Acerto de contas

Hoguina não era muito ligado em política, mas quando viu o torso de Sanazaro encher o telão interativo que ocupava a parede dos fundos do seu apartamento-cápsula, lembrou-se que, daquela vez, tinha um bom motivo para exercer seu direito cívico. Sanazaro, naturalmente, discordava desta presunção.

- Meus concidadãos - conclamou o velho político, expressão tensa. - Estou aqui novamente para lhes pedir que não votem em mim nas eleições da próxima semana! Há outros candidatos com pontuações muito mais expressivas na Classificação Geral! Só para lembrar de dois: Masafor e Henodal!

- Nem Masafor nem Henodal tiraram meu emprego - rosnou Hoguina, sentado na cama-sofá de solteiro que podia ser recolhida à parede quando não estava em uso.

No telão, Sanazaro piscou por trás dos óculos cenográficos sem grau que usava, supostamente para lhe dar um ar mais inteligente. Ou menos estúpido, segundo seus detratores.

- Olá, Hoguina!

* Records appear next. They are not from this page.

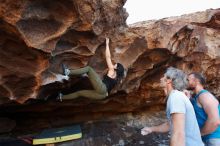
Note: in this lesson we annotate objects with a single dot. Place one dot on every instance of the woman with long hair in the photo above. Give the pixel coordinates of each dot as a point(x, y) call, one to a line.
point(101, 87)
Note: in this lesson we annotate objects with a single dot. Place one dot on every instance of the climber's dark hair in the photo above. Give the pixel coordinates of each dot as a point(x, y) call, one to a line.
point(200, 77)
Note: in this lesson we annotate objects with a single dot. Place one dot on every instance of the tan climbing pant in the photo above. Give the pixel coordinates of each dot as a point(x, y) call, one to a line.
point(99, 92)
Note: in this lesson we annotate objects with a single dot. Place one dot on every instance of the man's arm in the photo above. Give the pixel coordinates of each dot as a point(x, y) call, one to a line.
point(178, 131)
point(160, 128)
point(210, 105)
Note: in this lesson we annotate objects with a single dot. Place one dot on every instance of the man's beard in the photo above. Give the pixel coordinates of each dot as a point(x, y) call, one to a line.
point(190, 88)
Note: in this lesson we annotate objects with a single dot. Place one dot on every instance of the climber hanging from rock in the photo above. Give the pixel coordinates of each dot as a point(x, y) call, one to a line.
point(101, 87)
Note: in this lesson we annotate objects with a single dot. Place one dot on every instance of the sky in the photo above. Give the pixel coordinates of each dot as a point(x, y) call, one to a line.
point(140, 10)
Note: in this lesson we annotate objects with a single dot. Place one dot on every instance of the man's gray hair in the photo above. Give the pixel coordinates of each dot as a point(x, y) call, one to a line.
point(178, 77)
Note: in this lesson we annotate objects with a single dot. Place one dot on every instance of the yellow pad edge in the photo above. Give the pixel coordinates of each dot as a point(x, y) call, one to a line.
point(56, 139)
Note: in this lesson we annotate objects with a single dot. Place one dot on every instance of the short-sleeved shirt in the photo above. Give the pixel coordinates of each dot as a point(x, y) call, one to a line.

Você me deu seu voto de confiança por três vezes, e creio ter correspondido em cada uma daquelas instâncias - respondeu no telão um Sanazaro gerado por um algoritmo de inteligência artificial em tempo real. Este Sanazaro estava sorridente, como nos velhos tempos. - Agora eu peço que me ajude, abstendo-se de votar ou dando seu voto para qualquer um dos outros à minha frente na Classificação Geral!

- Creio que minha tendência de votar em você não mudou, Sanazaro - replicou Hoguina, começando a limpar as unhas com a ponta de uma tesourinha.

- As circunstâncias agora, são outras, Hoguina, você sabe disso! - Exortou-o o Sanazaro do telão. - Onde foi que eu falhei com você?

- Onde foi que você falhou com o povo dessa cidade, Sanazaro? - Retrucou Hoguina, apontado-lhe a tesourinha de modo ameaçador. - A maioria de nós está sem emprego, desde que a fábrica de comida sintética foi 100% automatizada. "Não daremos nossos empregos aos robôs", não era esse o seu slogan de campanha? O que você fez com ele?

No telão, um ar de compreensão inundou o rosto redondo do Sanazaro ilusório.

- Sim, lembro-me bem disso, Hoguina; mas você deve convir que a não automação da fábrica estava condicionada a uma série de contrapartidas, as quais deveriam ser obedecidas pela população. Como, por exemplo, a redução voluntária nas taxas de natalidade. Isso, infelizmente, não foi atingido, e o Governo Central tem a última palavra nestes casos.

Hoguina apenas balançou a cabeça, como se concordasse, mas o que disse foi bem diferente:

- Você poderia ter ao menos LUTADO por nós, Sanazaro! Mas está muito longe daqui, não é?

Perante o silêncio do rosto no telão, complementou:

- No que depender do meu voto, e do de todos que conheço nesta cidade, você vai acabar esta votação em primeiro lugar, Sanazaro. Talvez nunca recuperemos nossos empregos, mas você vai voltar a ser apenas um cidadão comum!

E dedo em riste:

- E nem pense em voltar para cá: aqui não há empregos, principalmente para gente como você!